2018年末、「特定興行入場券の不正転売を禁止」すること、および「興行入場券の適切な流通を確保」することを目的とした、チケット不正転売防止法[1]が公布された。私はこの法律を待ちに待っていた。念願と表現してもいい。


スポーツ観戦や人気アーティストのライブ鑑賞を趣味としている方にとっては、一度はチケットの確保で苦労したことがあるのではないだろうか。私自身、欲しいチケットを手に入れるために長時間並んだり何度もサイトにアクセスしたりと数多くの苦戦を経験したことがある。残念ながら入手できなかったとき、ふとオークションサイトに目を向けると、価格が定価の何倍にも跳ね上がったチケットが出品されているのをいくつも見る。毎回のように、非常にやるせない気持ちになっていた。


しかし、この度前述した法律が制定され、不正転売者に対して「一年以下の懲役もしくは百万円以下の罰金」(第9条)という罰則規定が定められた。これは不正転売した人にも、不正転売を目的としてチケットを譲り受けた人にも適用される。こうした大きな抑止力ができたことで、不正転売が撲滅されることを切に願っている。


一方で、すべての転売を禁止しているわけではない。例えば本人や同行者が急用や体調不良などの不測の事態によって行けなくなり、チケットが余ってしまうことがある。このような「正当事由のある転売」に対して、様々な対応が始まっている。


2018年10月から「LINEチケット」を展開するLINE TICKET株式会社は、前述のような理由による適正な運用を可能にする「公式リセール(二次販売)」を始めた。同サービスは100%電子チケットを導入しているため、円滑な流通が可能になるだろう。そのほかにも、横浜DeNAベイスターズでは公式の二次流通マーケットの設置を検討するなど、今後もこうした動きは活発化していくと予想される。この対策によって不正転売ができなくなると、不正転売を目的とした買い占めも防止できる。すると、第一の販売段階から購入できる口数も増加するため、そうした面からも適正な流通の確保が期待できるのではないだろうか。

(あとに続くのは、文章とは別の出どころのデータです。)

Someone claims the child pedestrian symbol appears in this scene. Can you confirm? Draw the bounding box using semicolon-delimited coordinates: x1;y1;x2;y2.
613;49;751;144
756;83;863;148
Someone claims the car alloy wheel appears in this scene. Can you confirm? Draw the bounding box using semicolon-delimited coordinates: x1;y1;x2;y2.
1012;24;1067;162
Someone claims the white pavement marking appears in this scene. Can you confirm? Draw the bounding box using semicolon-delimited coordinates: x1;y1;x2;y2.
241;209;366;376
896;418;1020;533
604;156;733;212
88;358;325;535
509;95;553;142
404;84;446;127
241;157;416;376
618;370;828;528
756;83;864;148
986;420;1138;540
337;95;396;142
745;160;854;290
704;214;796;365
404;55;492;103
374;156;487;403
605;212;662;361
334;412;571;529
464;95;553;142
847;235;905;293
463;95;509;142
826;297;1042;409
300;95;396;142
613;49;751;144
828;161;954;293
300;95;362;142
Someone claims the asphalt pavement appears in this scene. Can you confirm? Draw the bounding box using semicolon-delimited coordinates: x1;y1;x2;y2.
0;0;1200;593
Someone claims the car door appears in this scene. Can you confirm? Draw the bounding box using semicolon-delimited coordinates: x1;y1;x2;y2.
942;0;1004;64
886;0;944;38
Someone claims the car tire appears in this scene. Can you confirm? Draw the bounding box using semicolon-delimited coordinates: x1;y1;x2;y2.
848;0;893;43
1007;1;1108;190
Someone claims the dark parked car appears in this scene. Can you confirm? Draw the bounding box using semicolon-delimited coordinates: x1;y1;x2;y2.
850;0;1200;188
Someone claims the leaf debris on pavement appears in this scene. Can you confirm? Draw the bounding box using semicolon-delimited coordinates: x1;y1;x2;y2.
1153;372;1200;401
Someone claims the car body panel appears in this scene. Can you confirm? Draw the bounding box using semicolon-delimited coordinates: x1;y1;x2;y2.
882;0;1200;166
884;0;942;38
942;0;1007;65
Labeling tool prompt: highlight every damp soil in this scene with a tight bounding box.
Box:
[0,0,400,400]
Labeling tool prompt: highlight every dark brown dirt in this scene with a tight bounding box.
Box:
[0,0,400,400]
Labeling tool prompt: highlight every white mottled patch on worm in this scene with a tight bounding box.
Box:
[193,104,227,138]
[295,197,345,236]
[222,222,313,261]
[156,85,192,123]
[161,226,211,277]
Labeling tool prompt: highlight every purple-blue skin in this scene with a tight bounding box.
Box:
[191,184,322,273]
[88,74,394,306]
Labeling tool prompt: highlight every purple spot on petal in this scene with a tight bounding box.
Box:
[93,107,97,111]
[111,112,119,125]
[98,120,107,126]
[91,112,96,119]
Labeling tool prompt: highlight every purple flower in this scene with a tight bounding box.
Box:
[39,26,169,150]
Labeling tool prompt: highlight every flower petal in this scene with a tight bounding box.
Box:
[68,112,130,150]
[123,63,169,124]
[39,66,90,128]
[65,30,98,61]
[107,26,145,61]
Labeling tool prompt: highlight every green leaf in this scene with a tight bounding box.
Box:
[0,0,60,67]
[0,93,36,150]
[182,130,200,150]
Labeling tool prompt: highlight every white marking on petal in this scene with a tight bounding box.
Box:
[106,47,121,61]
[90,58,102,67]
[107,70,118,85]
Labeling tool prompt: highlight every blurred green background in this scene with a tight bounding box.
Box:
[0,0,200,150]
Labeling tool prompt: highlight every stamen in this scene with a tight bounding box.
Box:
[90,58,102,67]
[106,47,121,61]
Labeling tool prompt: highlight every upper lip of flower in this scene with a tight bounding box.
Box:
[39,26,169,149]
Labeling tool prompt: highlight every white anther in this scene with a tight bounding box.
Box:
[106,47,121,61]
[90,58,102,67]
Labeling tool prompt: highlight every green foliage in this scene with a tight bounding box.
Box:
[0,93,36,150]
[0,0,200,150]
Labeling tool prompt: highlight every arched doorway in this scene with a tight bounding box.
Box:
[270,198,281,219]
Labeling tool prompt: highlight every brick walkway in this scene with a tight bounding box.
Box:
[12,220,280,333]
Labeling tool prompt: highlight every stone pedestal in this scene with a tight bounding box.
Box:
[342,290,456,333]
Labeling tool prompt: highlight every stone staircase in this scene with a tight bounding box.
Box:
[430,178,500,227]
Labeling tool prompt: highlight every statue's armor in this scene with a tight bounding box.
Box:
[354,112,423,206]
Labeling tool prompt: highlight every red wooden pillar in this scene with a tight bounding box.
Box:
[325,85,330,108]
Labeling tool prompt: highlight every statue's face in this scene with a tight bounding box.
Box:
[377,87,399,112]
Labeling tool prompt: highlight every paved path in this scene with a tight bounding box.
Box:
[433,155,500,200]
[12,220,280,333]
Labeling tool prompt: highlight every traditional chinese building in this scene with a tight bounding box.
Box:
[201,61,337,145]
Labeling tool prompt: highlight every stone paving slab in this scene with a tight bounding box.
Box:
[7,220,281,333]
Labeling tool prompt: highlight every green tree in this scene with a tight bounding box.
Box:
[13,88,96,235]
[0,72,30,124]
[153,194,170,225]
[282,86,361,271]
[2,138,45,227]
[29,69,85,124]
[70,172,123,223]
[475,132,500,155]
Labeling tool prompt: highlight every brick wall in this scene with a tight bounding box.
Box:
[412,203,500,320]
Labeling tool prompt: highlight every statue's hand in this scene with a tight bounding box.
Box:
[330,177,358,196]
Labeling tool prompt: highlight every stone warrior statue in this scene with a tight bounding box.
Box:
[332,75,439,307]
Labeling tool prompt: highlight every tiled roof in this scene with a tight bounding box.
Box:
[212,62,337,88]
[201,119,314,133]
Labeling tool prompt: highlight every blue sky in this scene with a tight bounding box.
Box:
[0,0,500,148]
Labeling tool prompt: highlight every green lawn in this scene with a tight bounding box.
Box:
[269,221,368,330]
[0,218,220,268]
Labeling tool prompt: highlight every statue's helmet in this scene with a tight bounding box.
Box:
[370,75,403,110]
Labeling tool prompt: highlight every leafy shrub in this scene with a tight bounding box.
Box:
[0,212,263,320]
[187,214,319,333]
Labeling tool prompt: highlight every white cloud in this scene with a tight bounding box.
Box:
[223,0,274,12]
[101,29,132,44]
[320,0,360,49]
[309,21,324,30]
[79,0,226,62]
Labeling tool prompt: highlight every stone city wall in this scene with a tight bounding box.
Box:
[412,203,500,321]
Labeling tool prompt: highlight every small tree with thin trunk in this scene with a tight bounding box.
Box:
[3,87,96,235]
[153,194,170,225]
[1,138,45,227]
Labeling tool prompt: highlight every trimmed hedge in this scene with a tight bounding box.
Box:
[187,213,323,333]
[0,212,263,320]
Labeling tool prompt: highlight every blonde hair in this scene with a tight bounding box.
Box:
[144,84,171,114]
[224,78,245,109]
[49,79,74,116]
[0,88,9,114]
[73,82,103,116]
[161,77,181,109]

まだこのようなサービスは始まったばかりだが、本当に大きな一歩だと思う。当法律が施行される6月にかけて活発となるであろう不正転売防止に向けた動きに、期待せずにはいられない。



[1] 正式名称は「特定興行入場券の不正転売の禁止等による興行入場券の適正な流通の確保に関する法律」。施行は2019年6月14日。